System Overview
mlOS Core implements a kernel-level machine learning operating system with a plugin-based architecture. The system provides standardized interfaces for ML frameworks while maintaining high performance and resource efficiency through direct OS integration.
Core Components
mlOS Core Engine
The central orchestrator that manages the entire mlOS system.
- Plugin Registry — Manages loaded ML framework plugins with lifecycle tracking
- Model Registry — Tracks registered models, versions, and metadata
- Resource Manager — Allocates and manages compute resources (CPU, GPU, memory)
- SMI Interface — Standard Model Interface for plugin communication
Multi-Protocol API Layer
Three API protocols for different use cases.
- HTTP REST — Management operations, easy integration (port 8080)
- gRPC — High-performance binary protocol for production (port 8081)
- IPC — Ultra-low latency Unix sockets for local apps
Plugin Architecture
Framework-agnostic plugin system for maximum flexibility.

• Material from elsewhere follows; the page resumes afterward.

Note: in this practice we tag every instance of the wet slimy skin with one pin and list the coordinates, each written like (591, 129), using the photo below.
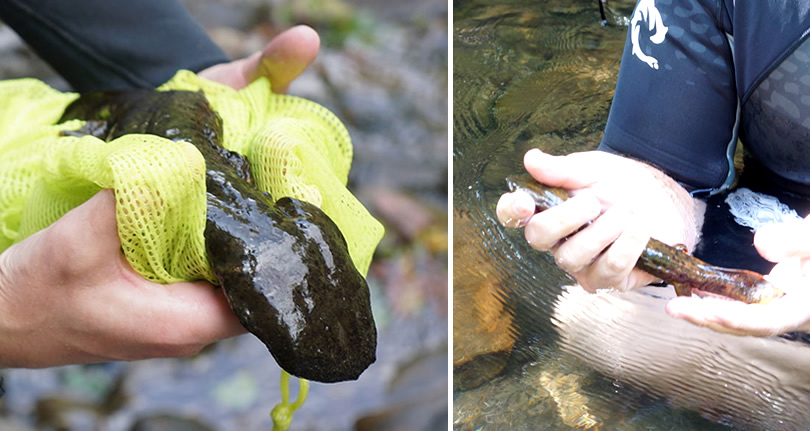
(284, 265)
(672, 264)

- Dynamic Loading — Load/unload plugins without restart
- Process Isolation — Each plugin runs in separate process
- Version Support — Multiple versions can run simultaneously
- Hot-Swapping — Update plugins without downtime
System Flow
The typical flow of operations in mlOS from registration to inference.
Register Plugin
Client application registers an ML framework plugin with mlOS Core
Load Plugin
mlOS Core dynamically loads and initializes the plugin
Register Model
Client registers a model with mlOS Core, which forwards to the plugin
Inference Request
Client sends inference request to mlOS Core via any API protocol
Execute & Return
mlOS routes to appropriate plugin, executes inference, returns results
Performance Characteristics
mlOS achieves high performance through kernel-level optimizations and efficient resource management.
| Operation | HTTP API | gRPC API | IPC API |
|---|---|---|---|
| Plugin Registration | ~5ms | ~2ms | ~0.5ms |
| Model Registration | ~10ms | ~5ms | ~1ms |
| Inference (small model) | ~2ms | ~1ms | ~0.1ms |
| Inference (large model) | ~50ms | ~25ms | ~10ms |
| Health Check | ~1ms | ~0.5ms | ~0.05ms |
Deployment Patterns
Single Node Deployment
mlOS Core runs on a single node with multiple plugins. Ideal for development, testing, and small-scale deployments.
Distributed Deployment
Multiple mlOS Core nodes behind a load balancer or service mesh. Enables horizontal scaling and high availability for production.
Security & Isolation
mlOS implements comprehensive security measures for production deployments.
Plugin Sandboxing
Each plugin runs in isolated process with resource limits, preventing cascading failures.
API Security
Token-based authentication and role-based access control for all API endpoints.
Rate Limiting
Per-client request throttling to prevent abuse and ensure fair resource usage.